Mein geliebter Sohn!
Deine Tanten und ich wir machen uns das Vergnügen hierbei folgendes in drei Kisten zu übersenden. – 1 Baumkuchen für Dich und deine liebe Auguste, wobei drei weiße Honigkuchen und mehreres Naschwerk für deine lieben Jungens, welche obenauf liegen und vorsichtig auszupacken sind.

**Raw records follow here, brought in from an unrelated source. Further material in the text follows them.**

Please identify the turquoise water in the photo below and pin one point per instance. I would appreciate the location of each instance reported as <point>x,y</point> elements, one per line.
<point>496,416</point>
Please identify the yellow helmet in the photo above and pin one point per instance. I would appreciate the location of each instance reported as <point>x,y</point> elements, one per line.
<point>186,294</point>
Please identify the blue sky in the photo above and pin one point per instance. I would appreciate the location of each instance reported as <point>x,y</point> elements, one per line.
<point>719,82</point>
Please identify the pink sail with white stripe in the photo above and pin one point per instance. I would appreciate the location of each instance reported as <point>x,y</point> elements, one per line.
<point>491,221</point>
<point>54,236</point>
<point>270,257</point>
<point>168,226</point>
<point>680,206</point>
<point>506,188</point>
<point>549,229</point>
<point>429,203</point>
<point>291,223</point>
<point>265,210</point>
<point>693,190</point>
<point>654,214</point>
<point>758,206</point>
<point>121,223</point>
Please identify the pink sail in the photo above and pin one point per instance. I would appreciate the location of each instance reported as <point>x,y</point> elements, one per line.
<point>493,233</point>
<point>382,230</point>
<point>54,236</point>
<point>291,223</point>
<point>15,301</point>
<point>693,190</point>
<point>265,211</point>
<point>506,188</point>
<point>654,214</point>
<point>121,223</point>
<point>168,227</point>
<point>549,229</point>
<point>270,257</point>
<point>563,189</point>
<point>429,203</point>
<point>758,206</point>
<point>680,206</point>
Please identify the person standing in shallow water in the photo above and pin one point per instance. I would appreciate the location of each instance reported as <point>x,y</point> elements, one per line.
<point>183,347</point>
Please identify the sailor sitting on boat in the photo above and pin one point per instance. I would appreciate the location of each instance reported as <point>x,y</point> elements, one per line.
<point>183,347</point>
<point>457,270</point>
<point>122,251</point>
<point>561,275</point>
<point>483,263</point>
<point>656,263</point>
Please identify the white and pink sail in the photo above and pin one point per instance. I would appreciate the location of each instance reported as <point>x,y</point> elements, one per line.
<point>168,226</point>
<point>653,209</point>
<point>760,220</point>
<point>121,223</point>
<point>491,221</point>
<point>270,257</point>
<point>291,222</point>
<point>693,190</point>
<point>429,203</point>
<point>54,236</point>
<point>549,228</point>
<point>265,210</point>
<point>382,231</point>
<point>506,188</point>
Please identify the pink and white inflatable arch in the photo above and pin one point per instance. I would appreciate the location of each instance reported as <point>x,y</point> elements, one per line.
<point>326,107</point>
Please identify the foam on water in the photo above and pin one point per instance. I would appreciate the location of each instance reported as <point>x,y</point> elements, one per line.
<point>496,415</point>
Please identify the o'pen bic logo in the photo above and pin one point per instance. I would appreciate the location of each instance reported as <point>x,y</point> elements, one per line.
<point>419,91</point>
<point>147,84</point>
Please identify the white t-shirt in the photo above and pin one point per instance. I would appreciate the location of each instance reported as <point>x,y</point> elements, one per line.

1 Guckkasten für Franz und Gebrüder, 2 Mord-Zicken und 1 Pferdestall für Fritz, 1 kleines Pferdchen und 1 Caroussell für August und ein Jagd für Franz. Letztere und die kleinen Näschereien von den Tanten. Das Übrige vom gnädigen Papa. Es wird uns freuen Euch alle damit in etwas zu vergnügen, könnten wir doch zugegen seyn! Hierbei folgt 1 Thlr in Kassen Anweisung für das zu erwartende Uhrband. Ich erhalte doch solches kommenden Montag?
Noch habe ich zu bemerken, daß dem Fritz das in Zucker geformte Eichkätzchen von der Tante Fischbein versprochen, zugedacht ist, das übrige bis auf Augustens Leibspeise, die Aniskuchen vertheile nach Belieben. Und so wünsche ich Euch Ihr Lieben ein frohes Fest, bitte um baldige, gute Nachricht von Euch grüße mit den Tanten Euch und alle werthen Freunde bestens.
Der kleine Eduard kann doch von alledem nichts genießen, ist denn der liebe Junge nun recht gesund?
Indem wir Euch insgesammt herzlich umarmen, bin ich mit besonderer Liebe
Dein
treuer Vater
Franz Tummeley
Magdeburg, den 17. Dezember 1835
NS. Sollte das Uhrarmband mehr betragen, so bitte ich mir solches anzuzeigen.
Adieu! Adieu!
d.O.
Dieser Brief von Franz Tummeley (geb. 23.11.1774, gest. 27.12.1837, verheiratet mit Dorothea Deichmann, 1777 bis 13.12.1802) ging an seinen Sohn Eduard Tummeley, der 13 Jahre später die Villa Tummeley an der Berliner Straße erbauen ließ. Die Villa ist vielen Potsdamern noch als Sitz der Energieversorgung zu DDR-Zeiten bekannt, heute im Besitz von e.dis und gehört zum Sanierungsgebiet Schiffbauergasse. Und hier noch ein Dokument aus dem Familienbesitz:
Eduard Tummeley, 1802 – 1858, geb. in Magdeburg, gest. in Potsdam, verheiratet mit Auguste Bechte, hatte von seinem Onkel Eisenhart in Potsdam ein Gartengrundstück in der Königstraße 14 geerbt. Er ließ ca. 1850 dort von Baumeister Gottgetreu ein Wohnhaus aufführen. Der große Garten hatte Platz für eine Voliere, ein Treibhaus, Damhirsche und anderes Getier. Nach seinem Tode hat sein Sohn Eduard, der Landschaftsmaler, mit seiner Frau Marie, geb. Wendorff, das Haus bewohnt. Ihre Kinder Bruno, Marie, Eduard und Anna Tummeley haben dort Kinder- und Jugendjahre verlebt, bis ihre Eltern nach Pyritz zogen.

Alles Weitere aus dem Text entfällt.